Donc, les Américains, ne vont pas se désolidariser du Gouvernement du président Moïse aussi facilement. Ce n’est pas parce que le président Biden est élu ou parce que la communauté haïtienne aux États-Unis a voté massivement en sa faveur que cela va changer d’un revers de mains en Haïti. Ce serait un mauvais exemple pour les alliés de l’oncle Sam de la région qui ont voté de la même façon qu’Haïti pour l’isolement du Vénézuela par l’établissement des sanctions américaines.

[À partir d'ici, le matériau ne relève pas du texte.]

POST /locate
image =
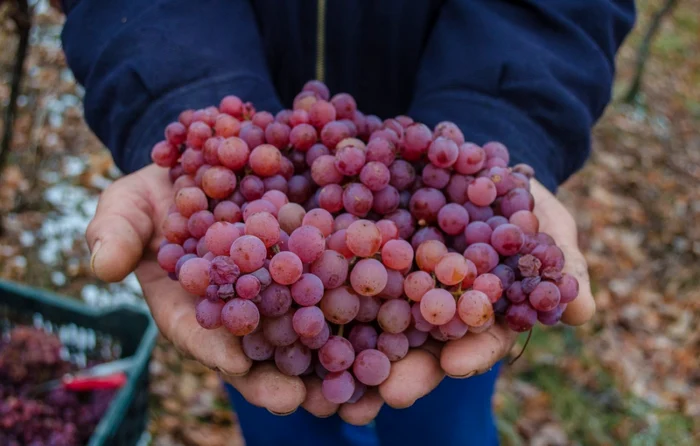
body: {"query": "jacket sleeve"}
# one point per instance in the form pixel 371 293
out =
pixel 533 74
pixel 142 62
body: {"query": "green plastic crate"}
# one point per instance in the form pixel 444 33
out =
pixel 131 327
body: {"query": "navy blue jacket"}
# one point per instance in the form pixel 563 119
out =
pixel 534 74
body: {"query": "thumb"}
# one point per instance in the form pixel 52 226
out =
pixel 120 229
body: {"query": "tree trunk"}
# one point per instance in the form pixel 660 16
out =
pixel 645 49
pixel 22 18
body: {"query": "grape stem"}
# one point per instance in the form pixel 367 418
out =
pixel 529 335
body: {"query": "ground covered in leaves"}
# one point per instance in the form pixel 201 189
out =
pixel 632 376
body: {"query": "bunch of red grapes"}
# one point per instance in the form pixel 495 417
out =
pixel 332 241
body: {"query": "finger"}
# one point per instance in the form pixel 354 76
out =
pixel 476 353
pixel 556 220
pixel 315 403
pixel 265 386
pixel 173 311
pixel 364 410
pixel 413 377
pixel 120 229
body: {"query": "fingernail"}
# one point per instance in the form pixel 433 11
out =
pixel 231 374
pixel 95 249
pixel 281 414
pixel 468 375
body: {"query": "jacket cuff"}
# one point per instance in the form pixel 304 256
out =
pixel 149 128
pixel 483 118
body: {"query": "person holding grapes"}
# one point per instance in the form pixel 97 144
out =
pixel 535 75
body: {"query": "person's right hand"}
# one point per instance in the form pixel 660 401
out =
pixel 124 236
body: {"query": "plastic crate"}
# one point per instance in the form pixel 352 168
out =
pixel 131 329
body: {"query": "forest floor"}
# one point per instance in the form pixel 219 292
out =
pixel 631 377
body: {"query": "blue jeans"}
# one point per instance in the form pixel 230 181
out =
pixel 457 412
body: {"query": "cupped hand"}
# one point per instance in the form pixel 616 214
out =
pixel 124 236
pixel 421 370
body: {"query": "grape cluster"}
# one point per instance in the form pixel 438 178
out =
pixel 62 418
pixel 332 241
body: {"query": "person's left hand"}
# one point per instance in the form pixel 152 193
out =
pixel 423 369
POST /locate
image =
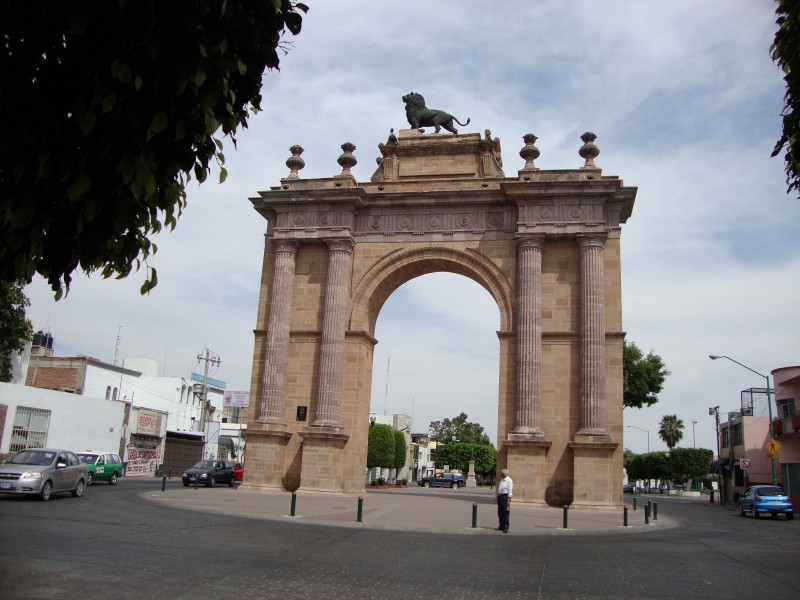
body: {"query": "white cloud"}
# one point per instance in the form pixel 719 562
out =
pixel 685 102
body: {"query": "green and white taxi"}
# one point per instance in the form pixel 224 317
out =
pixel 102 466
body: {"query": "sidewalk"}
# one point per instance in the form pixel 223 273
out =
pixel 409 509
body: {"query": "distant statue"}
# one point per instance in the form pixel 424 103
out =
pixel 419 115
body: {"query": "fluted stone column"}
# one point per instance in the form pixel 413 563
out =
pixel 277 347
pixel 527 423
pixel 593 333
pixel 331 362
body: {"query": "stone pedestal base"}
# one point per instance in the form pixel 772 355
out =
pixel 322 461
pixel 526 459
pixel 266 457
pixel 593 477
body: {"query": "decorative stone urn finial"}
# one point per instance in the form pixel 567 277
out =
pixel 589 151
pixel 294 162
pixel 529 152
pixel 347 160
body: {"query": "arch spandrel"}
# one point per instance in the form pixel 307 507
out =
pixel 403 265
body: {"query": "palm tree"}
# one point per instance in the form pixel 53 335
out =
pixel 671 430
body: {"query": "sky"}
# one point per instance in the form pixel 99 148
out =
pixel 685 102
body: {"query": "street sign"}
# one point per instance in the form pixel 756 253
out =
pixel 773 448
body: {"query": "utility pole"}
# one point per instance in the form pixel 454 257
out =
pixel 209 358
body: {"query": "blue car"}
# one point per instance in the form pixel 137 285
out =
pixel 762 499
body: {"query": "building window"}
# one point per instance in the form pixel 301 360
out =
pixel 786 408
pixel 738 434
pixel 29 429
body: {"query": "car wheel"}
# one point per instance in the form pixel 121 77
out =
pixel 47 490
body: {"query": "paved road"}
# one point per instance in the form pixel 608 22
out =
pixel 134 541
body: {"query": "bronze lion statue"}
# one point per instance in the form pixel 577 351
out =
pixel 419 115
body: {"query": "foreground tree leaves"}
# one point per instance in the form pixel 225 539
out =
pixel 108 110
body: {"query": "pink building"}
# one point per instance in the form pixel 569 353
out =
pixel 744 435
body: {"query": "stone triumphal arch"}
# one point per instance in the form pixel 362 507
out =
pixel 544 244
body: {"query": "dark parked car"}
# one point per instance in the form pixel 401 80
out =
pixel 42 472
pixel 209 473
pixel 451 480
pixel 762 499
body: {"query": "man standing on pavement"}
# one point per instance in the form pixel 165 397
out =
pixel 505 489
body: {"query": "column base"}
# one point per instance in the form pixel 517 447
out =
pixel 266 459
pixel 321 469
pixel 525 460
pixel 596 483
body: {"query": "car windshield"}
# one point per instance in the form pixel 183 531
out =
pixel 32 457
pixel 770 491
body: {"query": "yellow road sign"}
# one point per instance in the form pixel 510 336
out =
pixel 773 448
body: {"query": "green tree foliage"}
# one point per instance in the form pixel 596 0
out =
pixel 380 447
pixel 786 54
pixel 687 463
pixel 15 329
pixel 108 110
pixel 458 456
pixel 461 429
pixel 643 376
pixel 400 450
pixel 671 430
pixel 656 465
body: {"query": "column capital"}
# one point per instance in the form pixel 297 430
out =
pixel 282 245
pixel 594 239
pixel 533 240
pixel 340 244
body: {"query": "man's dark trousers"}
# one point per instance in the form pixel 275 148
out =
pixel 502 512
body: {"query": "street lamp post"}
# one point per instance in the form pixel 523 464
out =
pixel 769 408
pixel 714 410
pixel 648 436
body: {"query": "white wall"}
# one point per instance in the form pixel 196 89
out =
pixel 76 422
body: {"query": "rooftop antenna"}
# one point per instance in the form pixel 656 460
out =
pixel 116 350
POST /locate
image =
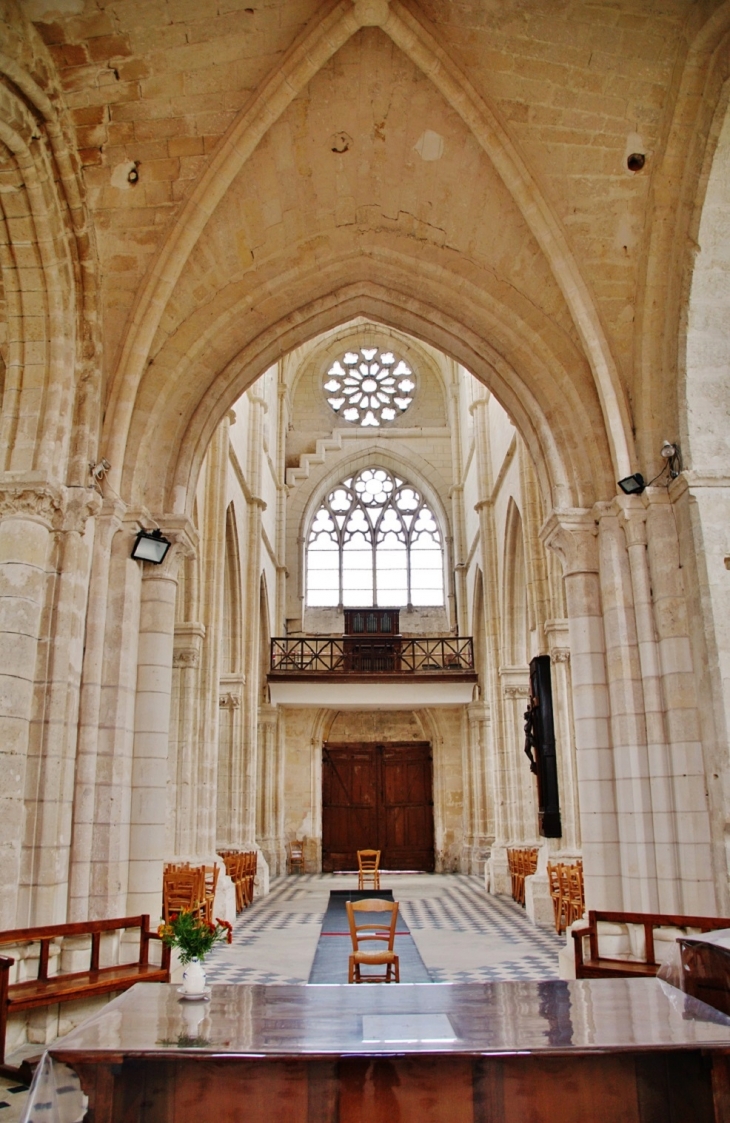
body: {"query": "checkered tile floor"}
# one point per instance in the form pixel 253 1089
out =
pixel 462 933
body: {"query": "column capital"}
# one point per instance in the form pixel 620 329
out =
pixel 57 508
pixel 478 711
pixel 572 535
pixel 632 517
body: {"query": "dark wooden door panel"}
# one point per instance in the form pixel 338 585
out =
pixel 379 796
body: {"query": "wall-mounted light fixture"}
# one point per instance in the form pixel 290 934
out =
pixel 672 456
pixel 151 546
pixel 632 485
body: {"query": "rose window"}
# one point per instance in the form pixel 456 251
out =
pixel 370 386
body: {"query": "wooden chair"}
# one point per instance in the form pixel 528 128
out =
pixel 576 894
pixel 297 856
pixel 368 869
pixel 362 932
pixel 183 891
pixel 210 880
pixel 248 867
pixel 596 966
pixel 556 894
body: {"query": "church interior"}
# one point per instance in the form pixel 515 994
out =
pixel 364 463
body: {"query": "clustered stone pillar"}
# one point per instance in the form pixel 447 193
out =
pixel 148 811
pixel 574 536
pixel 84 813
pixel 25 541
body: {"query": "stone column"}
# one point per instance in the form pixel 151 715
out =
pixel 477 829
pixel 108 525
pixel 54 752
pixel 270 782
pixel 496 875
pixel 230 764
pixel 573 535
pixel 27 516
pixel 690 783
pixel 212 536
pixel 183 779
pixel 282 496
pixel 628 727
pixel 559 651
pixel 520 784
pixel 664 833
pixel 148 810
pixel 252 618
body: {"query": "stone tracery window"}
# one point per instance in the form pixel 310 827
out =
pixel 374 541
pixel 370 387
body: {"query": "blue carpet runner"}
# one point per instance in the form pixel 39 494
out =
pixel 334 947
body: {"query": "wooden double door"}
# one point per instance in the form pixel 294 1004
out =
pixel 380 797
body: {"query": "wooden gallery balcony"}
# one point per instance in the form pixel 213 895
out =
pixel 372 667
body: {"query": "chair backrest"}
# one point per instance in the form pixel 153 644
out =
pixel 362 930
pixel 183 889
pixel 211 879
pixel 368 860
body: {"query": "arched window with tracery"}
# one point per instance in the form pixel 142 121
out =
pixel 374 540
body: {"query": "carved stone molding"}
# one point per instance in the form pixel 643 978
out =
pixel 478 711
pixel 57 508
pixel 517 692
pixel 572 533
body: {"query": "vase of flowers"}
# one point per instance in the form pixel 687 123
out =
pixel 193 937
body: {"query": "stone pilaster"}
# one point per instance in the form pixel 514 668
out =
pixel 147 830
pixel 572 533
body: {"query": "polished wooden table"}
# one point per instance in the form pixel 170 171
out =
pixel 609 1050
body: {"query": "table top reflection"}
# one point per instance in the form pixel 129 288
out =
pixel 582 1016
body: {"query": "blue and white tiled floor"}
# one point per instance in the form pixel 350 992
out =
pixel 462 933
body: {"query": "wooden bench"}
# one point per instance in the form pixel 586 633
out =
pixel 601 967
pixel 47 991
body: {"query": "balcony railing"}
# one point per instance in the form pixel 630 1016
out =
pixel 311 655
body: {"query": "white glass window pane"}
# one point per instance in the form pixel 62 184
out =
pixel 322 576
pixel 392 574
pixel 357 572
pixel 427 575
pixel 322 597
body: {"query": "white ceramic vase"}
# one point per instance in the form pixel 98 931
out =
pixel 194 977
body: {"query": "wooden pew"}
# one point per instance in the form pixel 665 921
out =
pixel 600 967
pixel 47 991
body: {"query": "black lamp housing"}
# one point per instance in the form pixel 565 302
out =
pixel 632 485
pixel 151 546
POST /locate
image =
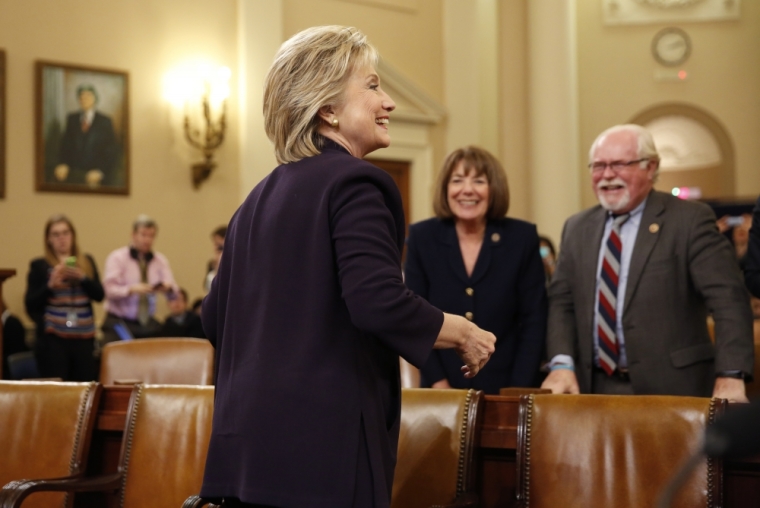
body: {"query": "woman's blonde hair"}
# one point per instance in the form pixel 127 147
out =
pixel 483 163
pixel 83 262
pixel 309 71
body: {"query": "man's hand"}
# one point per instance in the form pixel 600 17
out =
pixel 730 388
pixel 561 381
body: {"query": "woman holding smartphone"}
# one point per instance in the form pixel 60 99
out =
pixel 61 287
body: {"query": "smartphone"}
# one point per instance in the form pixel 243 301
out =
pixel 736 220
pixel 122 331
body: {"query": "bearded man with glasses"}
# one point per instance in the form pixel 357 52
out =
pixel 636 278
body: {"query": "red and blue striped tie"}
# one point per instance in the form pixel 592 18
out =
pixel 609 351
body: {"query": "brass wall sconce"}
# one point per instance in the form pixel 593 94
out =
pixel 207 141
pixel 202 94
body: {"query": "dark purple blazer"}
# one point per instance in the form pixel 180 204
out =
pixel 308 314
pixel 506 295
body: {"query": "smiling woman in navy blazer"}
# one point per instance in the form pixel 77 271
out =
pixel 473 261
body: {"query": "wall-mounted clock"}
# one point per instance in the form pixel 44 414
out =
pixel 671 46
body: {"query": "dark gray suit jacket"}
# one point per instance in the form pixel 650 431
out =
pixel 681 270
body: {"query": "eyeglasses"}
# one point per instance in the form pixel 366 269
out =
pixel 616 166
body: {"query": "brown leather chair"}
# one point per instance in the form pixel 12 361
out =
pixel 45 432
pixel 163 453
pixel 435 450
pixel 613 451
pixel 410 375
pixel 436 447
pixel 181 361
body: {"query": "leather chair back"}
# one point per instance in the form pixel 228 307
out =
pixel 181 361
pixel 410 375
pixel 45 432
pixel 613 451
pixel 165 443
pixel 753 387
pixel 436 445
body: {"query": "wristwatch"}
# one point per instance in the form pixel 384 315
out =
pixel 736 374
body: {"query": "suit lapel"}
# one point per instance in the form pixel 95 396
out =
pixel 646 239
pixel 491 240
pixel 448 238
pixel 593 230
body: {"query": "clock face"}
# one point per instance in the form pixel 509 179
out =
pixel 671 46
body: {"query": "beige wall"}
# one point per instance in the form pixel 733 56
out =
pixel 149 37
pixel 146 38
pixel 616 82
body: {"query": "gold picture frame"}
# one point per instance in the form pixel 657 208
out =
pixel 81 129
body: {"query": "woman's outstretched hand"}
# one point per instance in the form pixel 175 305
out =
pixel 473 345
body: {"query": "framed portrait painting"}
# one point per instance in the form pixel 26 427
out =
pixel 82 129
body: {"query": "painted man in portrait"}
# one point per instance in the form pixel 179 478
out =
pixel 89 148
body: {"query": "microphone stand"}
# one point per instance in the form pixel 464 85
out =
pixel 666 498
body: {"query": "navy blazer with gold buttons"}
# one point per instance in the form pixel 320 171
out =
pixel 505 295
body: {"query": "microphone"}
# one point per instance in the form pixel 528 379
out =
pixel 735 434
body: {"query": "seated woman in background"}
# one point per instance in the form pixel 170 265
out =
pixel 181 322
pixel 473 261
pixel 61 287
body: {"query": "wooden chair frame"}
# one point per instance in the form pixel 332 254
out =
pixel 14 493
pixel 525 416
pixel 115 482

Cependant, il faut relativiser. La possibilité de lâcher le président Moïse est là puisque les Américains ne s’intéressent pas réellement à un leader en particulier, mais c’est Haïti qui les intéresse soit pour sa position géostratégique, pour les richesses de son sous-sol ou autre. Par contre, ils ont toujours besoin des hommes et des femmes de confiance pour la poursuite de leur agenda en Haïti, comme c’est le cas actuellement. Pour l’instant, ils ont, peut-être, besoin d’un peu de temps pour préparer l’opinion comme sont en train de le faire certains grands médias d’Amérique du Nord et d’Europe qui commencent à critiquer le Gouvernement du président Moise, ce qui n’a pas été le cas avec le Président Trump. Le dossier d’Haïti a été circonscrit dans les limites de ses frontières durant le mandat de Trump, car cela ne l’intéressait pas trop semble-t-il. En revanche, depuis l’arrivée du Président Biden, on a l’impression que le dossier d’Haïti s’internationalise. Ainsi, si la mobilisation intérieure continue et que le dossier d’Haïti prenne de l’ampleur à l’international, cela pourra aider les Américains à se désolidariser du président Moïse puisque, au regard de la configuration actuelle, il n’a plus de légitimité. Aussi,  l’opposition politique et les autres secteurs opposants au président Moïse, doivent prouver leur capacité à mobiliser davantage les Haïtiens en vue de constituer un vrai rapport de force. D’ailleurs on commence à voir, ces derniers jours, un comportement « woulem de bò » (double discours) du State Departement à travers son Ambassade en Haïti.